I selected a dark de-saturated green, in Shades color rule.  (The closer the selected color is to the center, the less color, or saturation, it has.) 

The chart displays the RGB values or HEX values for each square of color, which you can give to your designer, web or app developer or print vendor, to be sure of a good match.

Here, the same Shades color rule displays a more saturated green combination.

Selecting the Complementary color rule, the picker gives you the exact complement (opposite) of the green on the color wheel, which is a dark red.  Now the tool creates a whole new spread of colors.

 


A different type of interactive color wheel lets you spin out color combinations quickly.

Paletton



Compare the colors you selected to an accurate reference source like a Pantone™ book.

ColorMunki




To match the color you see on your screen for printing, ColorMunki will provide exact Pantone™ color book swatches.  You can grab the hexadecimal values to provide the best match for anything on a screen.

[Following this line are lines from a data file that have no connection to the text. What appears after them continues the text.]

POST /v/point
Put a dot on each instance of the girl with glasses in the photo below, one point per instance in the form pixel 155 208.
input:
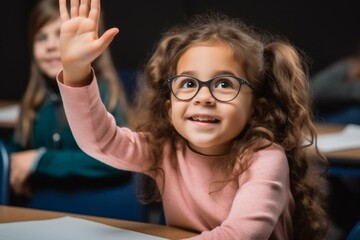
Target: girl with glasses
pixel 222 122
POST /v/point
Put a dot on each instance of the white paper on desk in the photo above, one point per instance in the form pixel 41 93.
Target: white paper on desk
pixel 9 113
pixel 67 228
pixel 348 138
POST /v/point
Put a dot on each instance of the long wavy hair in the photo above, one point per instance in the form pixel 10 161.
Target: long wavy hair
pixel 44 12
pixel 282 112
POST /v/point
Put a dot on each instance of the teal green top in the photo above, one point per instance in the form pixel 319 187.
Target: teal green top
pixel 61 155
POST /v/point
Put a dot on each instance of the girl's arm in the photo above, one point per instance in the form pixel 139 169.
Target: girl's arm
pixel 79 40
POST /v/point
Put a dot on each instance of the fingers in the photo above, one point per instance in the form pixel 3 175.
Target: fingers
pixel 84 8
pixel 74 9
pixel 64 14
pixel 95 10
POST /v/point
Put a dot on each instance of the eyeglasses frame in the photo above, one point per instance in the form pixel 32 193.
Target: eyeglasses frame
pixel 207 83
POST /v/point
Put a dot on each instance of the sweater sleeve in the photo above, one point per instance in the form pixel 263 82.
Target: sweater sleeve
pixel 263 205
pixel 96 132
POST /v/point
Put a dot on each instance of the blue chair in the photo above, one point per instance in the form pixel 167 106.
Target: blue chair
pixel 4 174
pixel 354 233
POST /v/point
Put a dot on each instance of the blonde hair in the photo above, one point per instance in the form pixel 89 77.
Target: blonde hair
pixel 46 11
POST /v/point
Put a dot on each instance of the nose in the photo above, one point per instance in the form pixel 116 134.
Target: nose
pixel 204 96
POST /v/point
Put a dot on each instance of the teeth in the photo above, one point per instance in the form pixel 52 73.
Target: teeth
pixel 204 119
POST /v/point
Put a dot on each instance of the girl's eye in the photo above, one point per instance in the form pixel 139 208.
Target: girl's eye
pixel 224 83
pixel 188 83
pixel 40 38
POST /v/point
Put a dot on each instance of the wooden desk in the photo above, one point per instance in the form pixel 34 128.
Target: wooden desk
pixel 15 214
pixel 349 157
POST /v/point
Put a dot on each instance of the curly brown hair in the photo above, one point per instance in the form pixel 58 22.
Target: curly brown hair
pixel 282 113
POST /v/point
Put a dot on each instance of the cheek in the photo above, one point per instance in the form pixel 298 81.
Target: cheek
pixel 169 109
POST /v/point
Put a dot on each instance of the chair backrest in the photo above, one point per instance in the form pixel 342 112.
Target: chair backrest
pixel 113 201
pixel 355 232
pixel 4 174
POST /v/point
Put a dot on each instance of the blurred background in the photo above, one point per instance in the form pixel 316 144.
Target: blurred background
pixel 324 30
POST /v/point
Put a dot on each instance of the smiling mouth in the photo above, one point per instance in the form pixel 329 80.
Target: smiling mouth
pixel 204 119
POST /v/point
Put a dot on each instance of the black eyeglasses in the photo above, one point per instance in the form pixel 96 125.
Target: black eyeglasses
pixel 223 88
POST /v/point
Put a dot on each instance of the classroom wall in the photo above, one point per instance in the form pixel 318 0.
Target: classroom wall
pixel 324 30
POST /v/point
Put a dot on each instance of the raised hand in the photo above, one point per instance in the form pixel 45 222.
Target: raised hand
pixel 79 40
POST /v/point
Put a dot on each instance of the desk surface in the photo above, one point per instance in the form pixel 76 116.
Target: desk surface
pixel 16 214
pixel 349 156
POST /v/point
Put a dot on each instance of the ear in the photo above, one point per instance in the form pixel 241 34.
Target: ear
pixel 169 109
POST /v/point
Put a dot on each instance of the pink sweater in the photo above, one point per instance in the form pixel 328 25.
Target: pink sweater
pixel 258 205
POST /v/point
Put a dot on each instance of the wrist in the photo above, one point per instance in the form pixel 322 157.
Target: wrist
pixel 77 77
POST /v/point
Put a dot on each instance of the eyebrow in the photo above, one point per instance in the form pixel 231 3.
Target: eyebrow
pixel 192 73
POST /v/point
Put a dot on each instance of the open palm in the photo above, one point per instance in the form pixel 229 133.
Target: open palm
pixel 79 40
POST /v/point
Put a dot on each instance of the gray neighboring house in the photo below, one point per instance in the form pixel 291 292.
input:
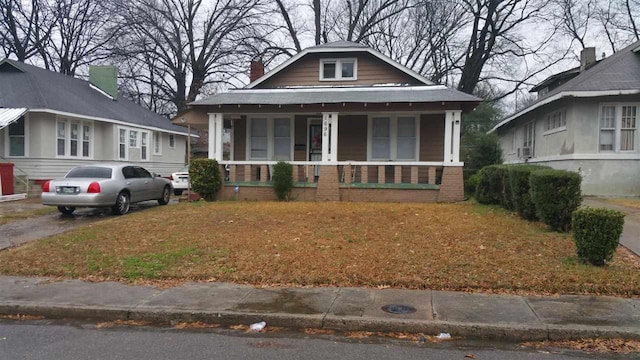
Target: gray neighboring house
pixel 50 122
pixel 584 120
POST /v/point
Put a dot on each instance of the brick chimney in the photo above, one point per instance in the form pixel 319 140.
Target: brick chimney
pixel 256 71
pixel 587 58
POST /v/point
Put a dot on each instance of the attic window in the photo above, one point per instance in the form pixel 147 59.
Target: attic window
pixel 338 69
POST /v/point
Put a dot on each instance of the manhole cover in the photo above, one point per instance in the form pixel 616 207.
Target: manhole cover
pixel 398 309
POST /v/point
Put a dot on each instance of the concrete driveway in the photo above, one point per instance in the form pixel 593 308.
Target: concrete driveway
pixel 631 234
pixel 21 231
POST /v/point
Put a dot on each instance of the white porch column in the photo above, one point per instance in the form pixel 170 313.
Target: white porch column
pixel 457 115
pixel 329 134
pixel 448 135
pixel 216 125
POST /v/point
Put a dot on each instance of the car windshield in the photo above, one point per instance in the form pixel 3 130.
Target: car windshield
pixel 90 172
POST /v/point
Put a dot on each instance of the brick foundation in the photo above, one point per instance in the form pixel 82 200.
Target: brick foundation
pixel 452 187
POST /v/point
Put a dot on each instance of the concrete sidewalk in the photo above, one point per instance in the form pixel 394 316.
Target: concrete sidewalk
pixel 478 316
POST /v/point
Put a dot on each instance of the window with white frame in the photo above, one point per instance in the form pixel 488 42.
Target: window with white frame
pixel 618 125
pixel 122 144
pixel 157 143
pixel 338 69
pixel 557 120
pixel 17 137
pixel 393 138
pixel 74 138
pixel 133 138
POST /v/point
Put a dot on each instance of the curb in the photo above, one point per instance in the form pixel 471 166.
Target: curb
pixel 480 331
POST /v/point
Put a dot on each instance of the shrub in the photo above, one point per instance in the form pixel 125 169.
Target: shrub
pixel 282 180
pixel 491 188
pixel 555 195
pixel 596 233
pixel 204 175
pixel 519 185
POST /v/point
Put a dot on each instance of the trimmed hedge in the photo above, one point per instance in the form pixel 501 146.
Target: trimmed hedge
pixel 596 233
pixel 205 178
pixel 519 185
pixel 282 180
pixel 555 195
pixel 493 186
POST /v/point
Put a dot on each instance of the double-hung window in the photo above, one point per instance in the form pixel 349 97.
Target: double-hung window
pixel 393 138
pixel 618 125
pixel 338 69
pixel 17 138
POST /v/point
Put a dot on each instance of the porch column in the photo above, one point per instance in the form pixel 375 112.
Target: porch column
pixel 216 123
pixel 329 135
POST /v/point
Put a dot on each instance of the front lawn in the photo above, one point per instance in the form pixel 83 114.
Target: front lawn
pixel 436 246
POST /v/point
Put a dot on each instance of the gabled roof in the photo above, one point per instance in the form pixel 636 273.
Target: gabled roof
pixel 28 86
pixel 618 74
pixel 340 46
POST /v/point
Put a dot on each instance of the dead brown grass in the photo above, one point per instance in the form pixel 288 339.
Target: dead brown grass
pixel 462 247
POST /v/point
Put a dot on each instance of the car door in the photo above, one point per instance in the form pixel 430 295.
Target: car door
pixel 134 183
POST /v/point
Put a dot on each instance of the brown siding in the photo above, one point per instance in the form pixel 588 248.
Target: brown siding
pixel 352 137
pixel 432 137
pixel 306 71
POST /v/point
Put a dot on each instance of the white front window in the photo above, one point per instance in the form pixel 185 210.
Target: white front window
pixel 74 138
pixel 393 138
pixel 338 69
pixel 618 125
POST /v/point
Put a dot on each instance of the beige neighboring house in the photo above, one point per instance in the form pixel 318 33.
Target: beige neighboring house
pixel 50 122
pixel 585 120
pixel 355 125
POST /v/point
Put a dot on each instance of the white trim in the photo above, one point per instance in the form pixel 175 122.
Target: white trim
pixel 313 50
pixel 338 69
pixel 578 94
pixel 118 122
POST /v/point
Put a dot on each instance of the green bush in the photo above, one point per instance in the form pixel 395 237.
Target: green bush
pixel 493 186
pixel 519 185
pixel 596 233
pixel 282 180
pixel 205 179
pixel 555 195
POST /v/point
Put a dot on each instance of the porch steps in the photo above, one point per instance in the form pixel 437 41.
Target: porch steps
pixel 328 188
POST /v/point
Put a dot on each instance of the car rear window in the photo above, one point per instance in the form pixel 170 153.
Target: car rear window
pixel 90 172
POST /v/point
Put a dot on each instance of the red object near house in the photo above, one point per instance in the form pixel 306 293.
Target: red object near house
pixel 6 178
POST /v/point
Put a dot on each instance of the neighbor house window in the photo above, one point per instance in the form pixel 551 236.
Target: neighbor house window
pixel 393 138
pixel 157 144
pixel 258 136
pixel 618 125
pixel 338 69
pixel 557 120
pixel 73 138
pixel 17 137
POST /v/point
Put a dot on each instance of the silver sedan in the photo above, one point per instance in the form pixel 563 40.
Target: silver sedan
pixel 105 185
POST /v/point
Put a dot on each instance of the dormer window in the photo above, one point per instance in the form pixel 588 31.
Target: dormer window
pixel 338 69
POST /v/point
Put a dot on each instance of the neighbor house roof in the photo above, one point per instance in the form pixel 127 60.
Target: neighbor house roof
pixel 27 86
pixel 336 47
pixel 331 95
pixel 618 74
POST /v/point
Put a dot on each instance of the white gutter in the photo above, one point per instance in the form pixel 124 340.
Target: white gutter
pixel 558 96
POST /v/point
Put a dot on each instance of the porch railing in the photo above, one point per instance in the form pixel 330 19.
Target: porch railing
pixel 350 173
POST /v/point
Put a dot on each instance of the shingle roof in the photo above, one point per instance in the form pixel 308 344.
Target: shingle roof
pixel 27 86
pixel 405 94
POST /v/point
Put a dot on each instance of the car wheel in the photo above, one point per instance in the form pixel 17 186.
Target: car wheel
pixel 166 196
pixel 122 204
pixel 66 210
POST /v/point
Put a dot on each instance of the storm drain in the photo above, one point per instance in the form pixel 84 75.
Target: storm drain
pixel 398 309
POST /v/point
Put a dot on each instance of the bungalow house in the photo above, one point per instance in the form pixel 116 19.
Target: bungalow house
pixel 355 125
pixel 584 120
pixel 50 122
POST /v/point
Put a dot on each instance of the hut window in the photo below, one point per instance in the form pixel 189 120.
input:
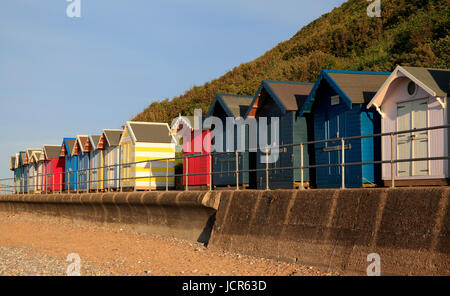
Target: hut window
pixel 412 89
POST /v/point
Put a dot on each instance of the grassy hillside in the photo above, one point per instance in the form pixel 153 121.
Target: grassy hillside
pixel 410 32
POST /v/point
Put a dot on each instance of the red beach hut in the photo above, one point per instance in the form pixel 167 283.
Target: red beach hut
pixel 53 168
pixel 199 159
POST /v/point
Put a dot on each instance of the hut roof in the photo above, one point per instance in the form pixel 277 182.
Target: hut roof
pixel 36 156
pixel 12 163
pixel 436 82
pixel 354 87
pixel 150 132
pixel 113 136
pixel 67 146
pixel 51 151
pixel 289 95
pixel 94 141
pixel 189 121
pixel 234 105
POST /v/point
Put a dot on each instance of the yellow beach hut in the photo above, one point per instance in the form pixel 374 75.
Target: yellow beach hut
pixel 147 147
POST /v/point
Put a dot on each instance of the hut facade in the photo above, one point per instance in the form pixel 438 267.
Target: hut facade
pixel 53 168
pixel 224 165
pixel 284 100
pixel 110 144
pixel 338 102
pixel 38 174
pixel 19 172
pixel 31 170
pixel 140 143
pixel 96 164
pixel 12 167
pixel 196 155
pixel 71 163
pixel 83 161
pixel 415 98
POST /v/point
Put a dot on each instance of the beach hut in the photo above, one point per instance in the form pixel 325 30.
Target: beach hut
pixel 142 142
pixel 283 100
pixel 36 167
pixel 53 168
pixel 224 165
pixel 415 98
pixel 96 164
pixel 83 161
pixel 196 155
pixel 110 144
pixel 338 103
pixel 71 163
pixel 19 172
pixel 30 170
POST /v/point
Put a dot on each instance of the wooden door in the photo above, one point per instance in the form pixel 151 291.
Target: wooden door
pixel 412 115
pixel 420 139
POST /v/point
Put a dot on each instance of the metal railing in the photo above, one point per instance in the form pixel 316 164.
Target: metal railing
pixel 125 178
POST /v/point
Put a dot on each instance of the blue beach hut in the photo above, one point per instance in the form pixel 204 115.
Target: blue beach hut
pixel 234 106
pixel 71 163
pixel 338 103
pixel 96 164
pixel 283 100
pixel 83 153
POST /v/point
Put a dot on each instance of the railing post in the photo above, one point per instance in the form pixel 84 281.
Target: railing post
pixel 210 171
pixel 150 176
pixel 98 179
pixel 167 174
pixel 301 167
pixel 237 170
pixel 267 169
pixel 343 163
pixel 135 177
pixel 187 174
pixel 68 182
pixel 392 162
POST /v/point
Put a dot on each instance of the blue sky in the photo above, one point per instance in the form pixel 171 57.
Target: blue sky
pixel 62 76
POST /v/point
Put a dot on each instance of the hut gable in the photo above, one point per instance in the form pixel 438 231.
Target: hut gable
pixel 78 148
pixel 67 147
pixel 353 87
pixel 35 157
pixel 232 105
pixel 12 163
pixel 20 159
pixel 51 151
pixel 29 154
pixel 149 132
pixel 288 95
pixel 111 137
pixel 94 141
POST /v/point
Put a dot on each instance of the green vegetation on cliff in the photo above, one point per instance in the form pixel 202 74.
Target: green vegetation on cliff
pixel 410 33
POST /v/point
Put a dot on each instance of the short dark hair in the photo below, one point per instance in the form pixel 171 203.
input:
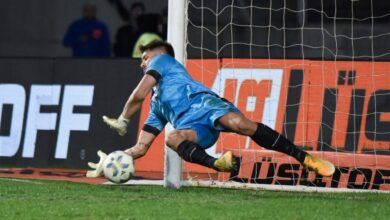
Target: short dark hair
pixel 156 44
pixel 137 4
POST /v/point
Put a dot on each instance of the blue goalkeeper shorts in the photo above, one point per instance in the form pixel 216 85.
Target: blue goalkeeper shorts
pixel 205 110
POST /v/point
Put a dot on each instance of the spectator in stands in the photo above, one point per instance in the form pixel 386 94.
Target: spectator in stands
pixel 88 37
pixel 151 27
pixel 128 34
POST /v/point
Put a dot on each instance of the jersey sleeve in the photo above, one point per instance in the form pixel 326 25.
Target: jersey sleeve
pixel 154 124
pixel 156 67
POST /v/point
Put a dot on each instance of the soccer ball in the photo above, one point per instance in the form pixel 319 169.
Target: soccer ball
pixel 118 167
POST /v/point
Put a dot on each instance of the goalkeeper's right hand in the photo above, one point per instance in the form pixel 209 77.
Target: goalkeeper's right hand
pixel 119 124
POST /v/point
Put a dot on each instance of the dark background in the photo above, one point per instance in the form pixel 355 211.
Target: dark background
pixel 347 30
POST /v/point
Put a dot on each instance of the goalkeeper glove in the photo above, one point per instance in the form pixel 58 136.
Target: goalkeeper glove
pixel 98 167
pixel 119 124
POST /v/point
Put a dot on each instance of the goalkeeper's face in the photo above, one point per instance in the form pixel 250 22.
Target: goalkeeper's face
pixel 147 55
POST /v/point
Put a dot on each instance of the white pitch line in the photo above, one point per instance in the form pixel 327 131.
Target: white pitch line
pixel 21 180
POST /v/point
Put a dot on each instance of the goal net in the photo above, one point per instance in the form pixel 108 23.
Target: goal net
pixel 316 71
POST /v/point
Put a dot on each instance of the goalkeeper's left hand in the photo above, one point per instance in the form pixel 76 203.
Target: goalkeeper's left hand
pixel 118 124
pixel 98 167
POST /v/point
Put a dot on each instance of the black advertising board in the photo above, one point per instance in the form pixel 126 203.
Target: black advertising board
pixel 51 109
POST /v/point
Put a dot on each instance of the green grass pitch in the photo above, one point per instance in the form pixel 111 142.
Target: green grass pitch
pixel 38 199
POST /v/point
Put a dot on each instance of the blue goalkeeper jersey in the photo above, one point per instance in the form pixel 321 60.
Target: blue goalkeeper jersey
pixel 175 89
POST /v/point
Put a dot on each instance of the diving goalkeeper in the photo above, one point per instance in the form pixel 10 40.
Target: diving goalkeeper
pixel 197 114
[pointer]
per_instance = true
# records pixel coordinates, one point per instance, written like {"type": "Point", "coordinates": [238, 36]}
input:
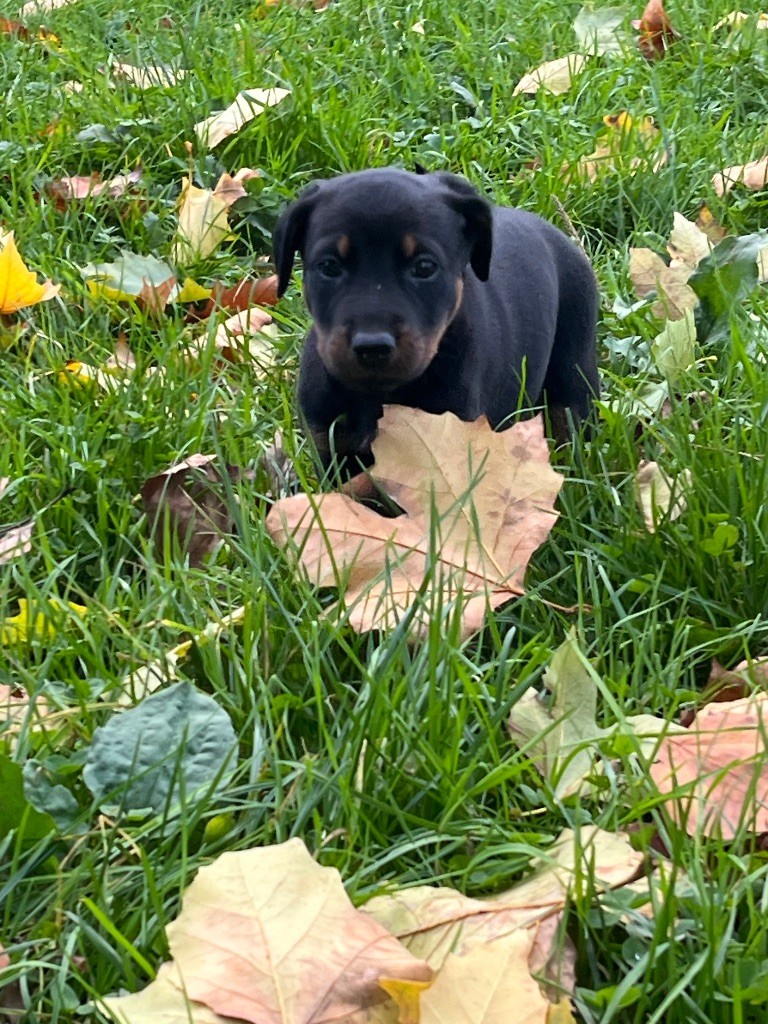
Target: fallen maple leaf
{"type": "Point", "coordinates": [18, 286]}
{"type": "Point", "coordinates": [716, 772]}
{"type": "Point", "coordinates": [203, 217]}
{"type": "Point", "coordinates": [236, 298]}
{"type": "Point", "coordinates": [247, 337]}
{"type": "Point", "coordinates": [144, 280]}
{"type": "Point", "coordinates": [246, 107]}
{"type": "Point", "coordinates": [436, 922]}
{"type": "Point", "coordinates": [616, 148]}
{"type": "Point", "coordinates": [552, 76]}
{"type": "Point", "coordinates": [563, 737]}
{"type": "Point", "coordinates": [203, 223]}
{"type": "Point", "coordinates": [753, 175]}
{"type": "Point", "coordinates": [649, 274]}
{"type": "Point", "coordinates": [656, 34]}
{"type": "Point", "coordinates": [269, 936]}
{"type": "Point", "coordinates": [477, 506]}
{"type": "Point", "coordinates": [186, 494]}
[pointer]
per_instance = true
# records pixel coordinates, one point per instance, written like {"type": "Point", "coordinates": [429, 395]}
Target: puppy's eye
{"type": "Point", "coordinates": [423, 267]}
{"type": "Point", "coordinates": [330, 267]}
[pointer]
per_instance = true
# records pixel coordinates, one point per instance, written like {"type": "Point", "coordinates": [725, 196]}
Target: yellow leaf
{"type": "Point", "coordinates": [18, 286]}
{"type": "Point", "coordinates": [203, 224]}
{"type": "Point", "coordinates": [193, 292]}
{"type": "Point", "coordinates": [33, 623]}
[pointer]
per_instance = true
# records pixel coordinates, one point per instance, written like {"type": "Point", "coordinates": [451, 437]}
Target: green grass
{"type": "Point", "coordinates": [392, 763]}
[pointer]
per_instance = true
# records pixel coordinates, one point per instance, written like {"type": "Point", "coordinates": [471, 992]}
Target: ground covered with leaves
{"type": "Point", "coordinates": [560, 802]}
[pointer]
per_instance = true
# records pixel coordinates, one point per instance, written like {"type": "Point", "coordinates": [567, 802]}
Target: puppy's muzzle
{"type": "Point", "coordinates": [373, 349]}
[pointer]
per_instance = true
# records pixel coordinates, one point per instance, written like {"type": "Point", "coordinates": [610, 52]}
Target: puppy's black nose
{"type": "Point", "coordinates": [373, 348]}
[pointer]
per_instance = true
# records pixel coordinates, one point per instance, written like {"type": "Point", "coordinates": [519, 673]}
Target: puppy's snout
{"type": "Point", "coordinates": [373, 349]}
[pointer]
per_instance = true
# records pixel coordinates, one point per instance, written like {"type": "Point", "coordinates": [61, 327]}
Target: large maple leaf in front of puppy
{"type": "Point", "coordinates": [476, 504]}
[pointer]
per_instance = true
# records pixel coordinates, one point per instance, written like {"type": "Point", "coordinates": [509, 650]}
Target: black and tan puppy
{"type": "Point", "coordinates": [422, 294]}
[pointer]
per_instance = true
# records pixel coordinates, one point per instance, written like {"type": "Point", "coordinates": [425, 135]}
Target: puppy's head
{"type": "Point", "coordinates": [385, 253]}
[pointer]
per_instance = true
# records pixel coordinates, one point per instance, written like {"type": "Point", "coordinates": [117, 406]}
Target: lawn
{"type": "Point", "coordinates": [391, 761]}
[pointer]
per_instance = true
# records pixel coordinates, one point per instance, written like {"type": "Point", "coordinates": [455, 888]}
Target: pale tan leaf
{"type": "Point", "coordinates": [434, 922]}
{"type": "Point", "coordinates": [248, 336]}
{"type": "Point", "coordinates": [16, 542]}
{"type": "Point", "coordinates": [716, 772]}
{"type": "Point", "coordinates": [493, 497]}
{"type": "Point", "coordinates": [674, 348]}
{"type": "Point", "coordinates": [163, 1001]}
{"type": "Point", "coordinates": [269, 936]}
{"type": "Point", "coordinates": [659, 497]}
{"type": "Point", "coordinates": [245, 108]}
{"type": "Point", "coordinates": [687, 242]}
{"type": "Point", "coordinates": [40, 6]}
{"type": "Point", "coordinates": [147, 77]}
{"type": "Point", "coordinates": [754, 175]}
{"type": "Point", "coordinates": [203, 224]}
{"type": "Point", "coordinates": [649, 273]}
{"type": "Point", "coordinates": [763, 265]}
{"type": "Point", "coordinates": [491, 984]}
{"type": "Point", "coordinates": [737, 19]}
{"type": "Point", "coordinates": [553, 76]}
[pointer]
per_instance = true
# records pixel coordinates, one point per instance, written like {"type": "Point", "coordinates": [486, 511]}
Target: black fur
{"type": "Point", "coordinates": [422, 294]}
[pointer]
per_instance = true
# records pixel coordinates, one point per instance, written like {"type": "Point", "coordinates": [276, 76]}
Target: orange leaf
{"type": "Point", "coordinates": [656, 34]}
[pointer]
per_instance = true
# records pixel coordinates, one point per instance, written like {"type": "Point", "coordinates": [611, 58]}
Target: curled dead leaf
{"type": "Point", "coordinates": [477, 505]}
{"type": "Point", "coordinates": [187, 498]}
{"type": "Point", "coordinates": [656, 33]}
{"type": "Point", "coordinates": [715, 774]}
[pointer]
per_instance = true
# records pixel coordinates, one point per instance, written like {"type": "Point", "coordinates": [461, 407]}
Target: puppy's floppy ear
{"type": "Point", "coordinates": [290, 232]}
{"type": "Point", "coordinates": [478, 221]}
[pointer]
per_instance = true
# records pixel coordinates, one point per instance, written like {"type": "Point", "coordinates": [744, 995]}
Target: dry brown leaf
{"type": "Point", "coordinates": [245, 108]}
{"type": "Point", "coordinates": [147, 77]}
{"type": "Point", "coordinates": [687, 243]}
{"type": "Point", "coordinates": [491, 984]}
{"type": "Point", "coordinates": [188, 495]}
{"type": "Point", "coordinates": [494, 497]}
{"type": "Point", "coordinates": [203, 224]}
{"type": "Point", "coordinates": [656, 34]}
{"type": "Point", "coordinates": [753, 175]}
{"type": "Point", "coordinates": [80, 186]}
{"type": "Point", "coordinates": [235, 298]}
{"type": "Point", "coordinates": [716, 772]}
{"type": "Point", "coordinates": [269, 936]}
{"type": "Point", "coordinates": [163, 1001]}
{"type": "Point", "coordinates": [616, 148]}
{"type": "Point", "coordinates": [657, 496]}
{"type": "Point", "coordinates": [553, 76]}
{"type": "Point", "coordinates": [15, 542]}
{"type": "Point", "coordinates": [707, 222]}
{"type": "Point", "coordinates": [434, 922]}
{"type": "Point", "coordinates": [648, 273]}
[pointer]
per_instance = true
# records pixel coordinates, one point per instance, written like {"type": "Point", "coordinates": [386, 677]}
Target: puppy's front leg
{"type": "Point", "coordinates": [341, 424]}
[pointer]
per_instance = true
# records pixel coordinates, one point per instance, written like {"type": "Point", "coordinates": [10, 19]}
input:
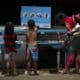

See how someone else combined colors, for inspiration.

Canva

Canva is a fun and useful "everything-you-need-to-know-about-color" design wiki.  You can search for a descriptive color name or select a color square right from the page.

 

Go to an information page that's all about the single color you selected.

 

Find interesting combinations preassembled!

You'll find inspirational tools on Canva too, and a palette generator that will kick out color combos from your uploaded photo.